I would move them. The head sounds hopeless so it is unlikely to get better. they already know people and can keep in contact with other friends. I swapped my dd in Y3 and it was a great decision.

Our school only reads once a week one-to-one though - that doesn't seem such a problem to me. And not much was done in the first six weeks of Y1 either, which I did think was bad.

potterpaint · 26/11/2013 14:58

Oh and two new kids just joined in Y5 and seem to be doing very well, as do the two kids who joined in Y4. Don't worry - just do it!

PastSellByDate · 26/11/2013 15:00

Chasing:

All I can say is our school has had a lot leave and replacements arrive late Y3 and just a few weeks ago in Y4.

I'm one of those Mum's who really feels you ought to make a point of encouraging your child to introduce themselves and going up and introducing yourself to new parents.

Absolutely hear you on the no win situation. Social vs. academic. Convenient or great sports vs. unhappy atmosphere/ unhelpful or uninterested teaching staff.

Personally we take the view that it's more important to get the secondary thing right than primary. If socially they're o.k. just do more at home (and fortunately ours are - DD1 has always been in a great year and DD2 is much happier in her class now that the dust has settled in the playground pecking order).

So I do a part-time job and then also do an unpaid job as 'tutor' to my girls.

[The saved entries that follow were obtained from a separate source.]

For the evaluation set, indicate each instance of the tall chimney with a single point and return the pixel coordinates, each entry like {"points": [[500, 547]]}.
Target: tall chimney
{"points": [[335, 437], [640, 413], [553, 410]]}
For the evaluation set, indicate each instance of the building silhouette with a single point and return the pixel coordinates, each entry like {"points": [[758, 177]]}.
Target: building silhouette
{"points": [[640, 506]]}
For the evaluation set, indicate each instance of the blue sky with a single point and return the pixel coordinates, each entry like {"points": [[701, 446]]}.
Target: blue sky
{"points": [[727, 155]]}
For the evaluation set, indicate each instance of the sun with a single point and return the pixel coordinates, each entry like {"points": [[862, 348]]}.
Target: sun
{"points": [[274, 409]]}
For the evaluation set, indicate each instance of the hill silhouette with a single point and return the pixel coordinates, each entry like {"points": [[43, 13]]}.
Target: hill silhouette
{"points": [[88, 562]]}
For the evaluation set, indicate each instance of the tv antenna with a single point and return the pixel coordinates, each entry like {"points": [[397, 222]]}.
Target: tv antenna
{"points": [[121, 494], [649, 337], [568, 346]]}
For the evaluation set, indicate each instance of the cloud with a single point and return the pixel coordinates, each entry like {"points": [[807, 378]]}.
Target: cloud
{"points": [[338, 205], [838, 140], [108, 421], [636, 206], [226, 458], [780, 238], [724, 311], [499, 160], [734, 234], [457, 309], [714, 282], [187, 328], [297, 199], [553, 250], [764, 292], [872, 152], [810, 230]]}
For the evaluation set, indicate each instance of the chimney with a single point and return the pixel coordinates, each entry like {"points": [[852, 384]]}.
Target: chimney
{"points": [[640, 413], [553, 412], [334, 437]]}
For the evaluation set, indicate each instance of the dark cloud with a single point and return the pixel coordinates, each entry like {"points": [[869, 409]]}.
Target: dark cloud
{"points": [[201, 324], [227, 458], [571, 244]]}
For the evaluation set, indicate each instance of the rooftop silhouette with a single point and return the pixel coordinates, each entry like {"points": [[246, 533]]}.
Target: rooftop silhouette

I'm just hoping that I'm not teaching Physics for GCSE just supporting revisions (buying in workbooks/ signing up to something on-line/ maybe supplying some snacks) and this major helping out thing (where I'm the one teaching skills at home for the first time) will stop once DD1 starts senior school.

redskyatnight · 26/11/2013 15:06

Well you are obviously not happy ....

But I did feel I ought to point out that 1:1 reading once a week is pretty good! In Y1 my DC had guided reading every week, but only read 1:1 about every 2 or 3 weeks. You may well find that any school you move her to actually provides less reading than you have currently.